12 thoughts on “How to listen to music?

  1. Eric Kow says:

    At the risk of being unhelpfully old-fashioned, I just grab the stream from an Internet radio station in iTunes. http://www.fipradio.fr/ (French radio station which is oddly popular in the coastal English city of Brighton)

  2. Elessar says:

    You might try MPD streaming to an Icecast server, or directly with its integrated HTTP streaming server.

    1. John Goerzen says:

      That looks appealing. Well, if I can get the streaming to work effortlessly, at least. The server is in my basement so direct audio output from it isn’t necessarily useful ;-)

      1. Marand says:

        I saw this on the Planet Debian feed and came to suggest MPD as well.

        The streaming works pretty well for me; the hardest part was figuring out what path to use to listen to the stream*. You can either stream via icecast, or mpd can use an internal httpd for streaming. Stick with the internal httpd if you want simplicity, at least to start: icecast adds an extra layer of complexity that you probably don’t care about right now. Multiple outputs allowed simultaneously, too, so you can do things like play locally with pulseaudio or alsa, while streaming at the same time.

        The http stream works in any player that supports streaming, so nearly any computer or mobile device should work. Winamp or MPDroid works well enough for Android, and on a PC I find myself using vlc’s ncurses frontend for simplicity. There are also many front-end options for controlling the playback. My picks are MPDroid on Android, ncmcpp on the CLI, and Ario in X.

        Any MPD client (regardless of location) should be able to modify the playlist and control playback, but MPD doesn’t do things like rating or metadata handling directly. Individual clients can implement features on top of MPD, such as Ario displaying album art, so it may be possible to do ratings in some form. I’m not certain about that, since I rarely use rating systems in audio players.
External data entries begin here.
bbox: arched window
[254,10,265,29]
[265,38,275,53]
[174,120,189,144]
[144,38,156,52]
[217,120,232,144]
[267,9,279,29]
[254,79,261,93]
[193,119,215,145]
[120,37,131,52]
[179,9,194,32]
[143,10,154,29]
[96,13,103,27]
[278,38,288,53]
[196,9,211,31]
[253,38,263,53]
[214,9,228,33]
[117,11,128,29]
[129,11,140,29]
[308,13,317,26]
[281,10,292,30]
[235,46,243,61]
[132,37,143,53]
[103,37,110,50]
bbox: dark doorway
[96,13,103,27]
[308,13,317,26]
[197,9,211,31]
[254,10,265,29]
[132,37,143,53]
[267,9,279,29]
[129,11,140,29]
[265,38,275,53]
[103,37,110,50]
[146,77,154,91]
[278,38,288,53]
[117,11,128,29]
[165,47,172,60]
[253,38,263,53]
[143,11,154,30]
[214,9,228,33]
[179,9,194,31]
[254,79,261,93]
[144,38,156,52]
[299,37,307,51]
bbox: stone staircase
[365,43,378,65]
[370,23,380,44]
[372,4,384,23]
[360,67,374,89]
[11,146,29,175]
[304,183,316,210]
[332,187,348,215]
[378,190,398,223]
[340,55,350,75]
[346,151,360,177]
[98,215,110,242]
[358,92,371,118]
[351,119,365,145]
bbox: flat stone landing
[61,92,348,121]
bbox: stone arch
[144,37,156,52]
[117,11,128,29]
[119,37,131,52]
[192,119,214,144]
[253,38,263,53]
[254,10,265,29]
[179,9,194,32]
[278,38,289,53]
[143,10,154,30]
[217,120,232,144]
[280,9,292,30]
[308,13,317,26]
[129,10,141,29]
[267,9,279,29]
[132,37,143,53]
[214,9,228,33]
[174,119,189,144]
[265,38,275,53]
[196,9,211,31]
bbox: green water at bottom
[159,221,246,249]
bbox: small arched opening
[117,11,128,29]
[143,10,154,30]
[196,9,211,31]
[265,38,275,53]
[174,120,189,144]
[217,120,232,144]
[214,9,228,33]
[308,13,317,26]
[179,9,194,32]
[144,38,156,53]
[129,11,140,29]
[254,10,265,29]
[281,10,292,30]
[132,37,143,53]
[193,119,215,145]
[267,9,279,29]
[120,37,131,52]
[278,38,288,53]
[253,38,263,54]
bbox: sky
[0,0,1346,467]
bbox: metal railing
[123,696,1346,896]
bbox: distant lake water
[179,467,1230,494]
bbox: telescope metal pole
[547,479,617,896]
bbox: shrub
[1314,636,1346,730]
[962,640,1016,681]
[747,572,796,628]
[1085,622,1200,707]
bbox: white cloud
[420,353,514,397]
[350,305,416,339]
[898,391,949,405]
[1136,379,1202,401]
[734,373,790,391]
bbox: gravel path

        * I had to use, for example, 127.0.0.1:800/playlist.m3u instead of just the address+port, but it wasn’t immediately obvious from configuration or documentation.

        1. rjc says:

          I use MPD as well, using a client on my Android phone for control and streaming.
          A friend of mine uses Logitech Media Server (Squeezebox server) with SqueezPlay – GPL and BSD licensed respectively.

  3. Michel says:

    I’d recommend streaming music with pulseaudio via rtp multicast.
    The general gist is -> Install pulseaudio on top of alsa. If theres no soundcard on your server available there will be a dummy. Afterwards – create a multicast rtp sender.
    Then run a music player of your choice or if running headless – i’d recommend vlc with ncurses interface plus http interface.
    This way you can connect to your server, return to your screen session and edit your playlist. Or use the vlc webinterface.
    Wherever you’d like to listen to music just install pulseaudio + enable the multicast reciever.

  4. Matt Pankratz says:

    I purchase all of my music via Amazon because all purchases get stored in their Cloud. Then, I download and dump back to Google music for backup.

    Playing from the “cloud” via a browser client is what I’ve found to be most flexible.

  5. James Curbo says:

    Subsonic and its various clients will do what you want I think. I have a Subsonic server on my Mac Mini (it runs on Linux too, it’s Java). There is a Web client, I use it on my iPhone and I know there are Android clients as well.

    There’s also Logitech Media Server (previous the Squeezebox server) which is GPLd but I haven’t used it in a long time and I’m not sure what the state of clients is for it.

    1. John Goerzen says:

      Wow, Subsonic looks very interesting. Thank you.

  6. lachlan says:

    I use nfs locally for my computers.
    Minidlna for my tv/phone locally
    Streeme or ampache over the internet.

    You could look for one solution but I haven’t found anything perfect yet.

  7. jargon says:

    If you find yourself without means to stream, you could try my python script that I use for syncing my playlists: https://github.com/jargonsum/syncplaylist

    It’s command line and very basic, so far. Does the job nicely, imo.